Temporary Protected Status (TPS). Over the years, various administrations have granted or extended “temporary protected status” to individuals from various countries that have been ravaged by natural disasters, civil strife, or both. TPS status has often been extended on the grounds that the conditions in the sending countries have not improved sufficiently for people to safely return.

The Trump Administration recently announced termination of TPS for roughly 200,000 Salvadoran individuals, effective September 2019. Why should we care? Many of these individuals have been in the U.S. for as long as 20 years. They have an estimated 190,000 U.S. citizen children. Workforce participation rates are 88%, and many of them own homes. The landscape sector is the third largest industry in which these individuals are employed. Some are employed in nurseries and garden retail establishments, too. Their departure would worsen already-serious labor shortages.

The Salvadorans now join some 50,000 Haitians and 5,000 Nicaraguans for whom termination dates had already been announced. Meanwhile, 54,000 Hondurans are bracing for a decision on their status. Of course, Congress could intervene to provide a path to lasting residency for some of these individuals based on their equities in our society. 

New “Hard-line” Enforcement Bill. A group of House Republicans has introduced a new and very tough immigration enforcement bill. Among a much longer list of provisions, it would reduce legal immigration levels, restrict some family-based migration, end the diversity visa lottery, authorize a border wall, clamp down on “sanctuary cities,” hire 10,000 more Border Patrol and CBP agents, and make the E-Verify program mandatory for all employers.

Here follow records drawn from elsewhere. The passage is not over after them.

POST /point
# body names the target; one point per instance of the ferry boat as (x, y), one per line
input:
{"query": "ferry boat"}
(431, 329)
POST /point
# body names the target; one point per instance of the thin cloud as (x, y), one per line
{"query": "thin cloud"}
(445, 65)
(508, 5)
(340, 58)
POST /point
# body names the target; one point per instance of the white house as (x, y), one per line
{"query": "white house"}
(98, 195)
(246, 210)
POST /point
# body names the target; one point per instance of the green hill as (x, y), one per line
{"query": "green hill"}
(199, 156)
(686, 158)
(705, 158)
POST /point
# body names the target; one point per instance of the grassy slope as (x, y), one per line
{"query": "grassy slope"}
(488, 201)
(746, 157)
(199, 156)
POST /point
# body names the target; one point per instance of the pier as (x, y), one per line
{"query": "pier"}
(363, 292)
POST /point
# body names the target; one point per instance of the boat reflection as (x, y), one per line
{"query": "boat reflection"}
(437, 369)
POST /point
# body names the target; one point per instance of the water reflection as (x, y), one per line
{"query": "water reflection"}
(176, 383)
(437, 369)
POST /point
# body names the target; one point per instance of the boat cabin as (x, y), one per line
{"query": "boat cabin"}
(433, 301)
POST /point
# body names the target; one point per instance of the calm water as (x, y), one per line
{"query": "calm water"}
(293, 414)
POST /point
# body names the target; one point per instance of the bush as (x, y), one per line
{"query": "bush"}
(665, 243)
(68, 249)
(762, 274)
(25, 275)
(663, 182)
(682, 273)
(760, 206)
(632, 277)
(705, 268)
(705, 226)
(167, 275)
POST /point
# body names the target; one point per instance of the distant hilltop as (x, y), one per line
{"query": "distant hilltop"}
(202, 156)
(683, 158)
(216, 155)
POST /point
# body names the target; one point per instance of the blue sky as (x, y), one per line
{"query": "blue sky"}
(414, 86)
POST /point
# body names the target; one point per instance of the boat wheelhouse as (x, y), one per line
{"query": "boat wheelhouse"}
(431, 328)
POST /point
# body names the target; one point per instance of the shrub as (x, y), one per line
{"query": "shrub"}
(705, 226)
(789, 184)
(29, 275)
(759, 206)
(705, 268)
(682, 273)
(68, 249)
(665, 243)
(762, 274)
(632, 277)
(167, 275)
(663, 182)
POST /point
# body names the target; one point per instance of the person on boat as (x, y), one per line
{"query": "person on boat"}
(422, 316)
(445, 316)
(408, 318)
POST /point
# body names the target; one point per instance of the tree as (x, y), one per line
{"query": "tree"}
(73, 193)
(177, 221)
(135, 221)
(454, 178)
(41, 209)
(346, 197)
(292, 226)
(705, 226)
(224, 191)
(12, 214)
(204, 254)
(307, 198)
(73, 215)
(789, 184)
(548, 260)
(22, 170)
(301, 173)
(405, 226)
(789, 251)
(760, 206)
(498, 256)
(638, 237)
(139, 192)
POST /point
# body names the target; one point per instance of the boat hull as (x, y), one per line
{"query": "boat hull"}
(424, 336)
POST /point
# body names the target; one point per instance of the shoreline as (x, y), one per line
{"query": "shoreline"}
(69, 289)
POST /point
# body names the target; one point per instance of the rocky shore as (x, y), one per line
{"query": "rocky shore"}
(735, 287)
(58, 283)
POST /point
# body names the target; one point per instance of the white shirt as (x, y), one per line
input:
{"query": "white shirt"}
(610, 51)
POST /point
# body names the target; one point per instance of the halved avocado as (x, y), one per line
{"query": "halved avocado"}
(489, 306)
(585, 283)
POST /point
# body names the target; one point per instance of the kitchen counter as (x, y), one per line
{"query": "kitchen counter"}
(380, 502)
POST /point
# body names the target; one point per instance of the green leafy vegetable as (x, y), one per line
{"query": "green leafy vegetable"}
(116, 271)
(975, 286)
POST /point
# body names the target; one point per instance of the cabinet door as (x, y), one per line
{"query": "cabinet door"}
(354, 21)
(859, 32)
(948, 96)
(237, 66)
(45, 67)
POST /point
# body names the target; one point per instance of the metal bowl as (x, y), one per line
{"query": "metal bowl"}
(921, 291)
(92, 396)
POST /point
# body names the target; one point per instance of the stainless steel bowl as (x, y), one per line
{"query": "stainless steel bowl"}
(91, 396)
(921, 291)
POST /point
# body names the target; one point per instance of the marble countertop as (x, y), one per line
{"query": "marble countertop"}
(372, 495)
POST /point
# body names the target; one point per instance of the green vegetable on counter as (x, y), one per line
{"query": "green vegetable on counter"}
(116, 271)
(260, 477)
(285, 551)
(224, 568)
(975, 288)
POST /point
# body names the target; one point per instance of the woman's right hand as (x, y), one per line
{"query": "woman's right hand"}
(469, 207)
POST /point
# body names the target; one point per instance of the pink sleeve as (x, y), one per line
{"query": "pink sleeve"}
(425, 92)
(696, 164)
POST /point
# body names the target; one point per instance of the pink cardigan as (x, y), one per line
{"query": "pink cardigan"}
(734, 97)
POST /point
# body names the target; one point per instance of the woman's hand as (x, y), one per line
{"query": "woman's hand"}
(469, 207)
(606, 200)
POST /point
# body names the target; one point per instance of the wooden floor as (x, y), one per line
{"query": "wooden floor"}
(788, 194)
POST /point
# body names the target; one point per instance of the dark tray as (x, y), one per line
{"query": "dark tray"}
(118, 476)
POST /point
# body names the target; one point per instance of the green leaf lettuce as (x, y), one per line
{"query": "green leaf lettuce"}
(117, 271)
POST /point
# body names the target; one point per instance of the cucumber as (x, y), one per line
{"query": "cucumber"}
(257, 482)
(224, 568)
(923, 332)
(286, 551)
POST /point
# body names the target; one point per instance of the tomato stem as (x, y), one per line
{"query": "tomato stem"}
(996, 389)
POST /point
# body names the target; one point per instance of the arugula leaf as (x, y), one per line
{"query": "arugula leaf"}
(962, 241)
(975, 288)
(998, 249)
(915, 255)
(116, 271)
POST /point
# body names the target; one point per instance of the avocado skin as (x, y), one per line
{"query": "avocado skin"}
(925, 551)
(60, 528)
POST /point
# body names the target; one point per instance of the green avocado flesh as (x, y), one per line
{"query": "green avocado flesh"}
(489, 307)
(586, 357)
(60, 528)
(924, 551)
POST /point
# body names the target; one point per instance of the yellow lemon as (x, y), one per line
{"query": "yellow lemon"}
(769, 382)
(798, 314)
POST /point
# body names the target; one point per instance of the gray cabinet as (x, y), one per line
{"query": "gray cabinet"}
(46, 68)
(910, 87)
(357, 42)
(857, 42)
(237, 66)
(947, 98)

In exchange, it would provide for continued deportation deferrals for DACA recipients, but no path to residency status. The package also includes the AG Act, an agricultural guest worker bill that was approved by the House Judiciary Committee in October. While that bill has a few attractive features, it also has serious flaws and low support in the agricultural community. A new visa cap and unrealistic options for current agricultural workers top a longer list of concerns.

Politically, most experts see that such a hard line approach stands no chance of enactment into law, and as such, is a distraction from ongoing efforts to achieve a more balanced solution that pairs status for DACA recipients with some border security measures and a few other immigration system improvements.

Will cooler heads and rhetoric prevail? Only time will tell.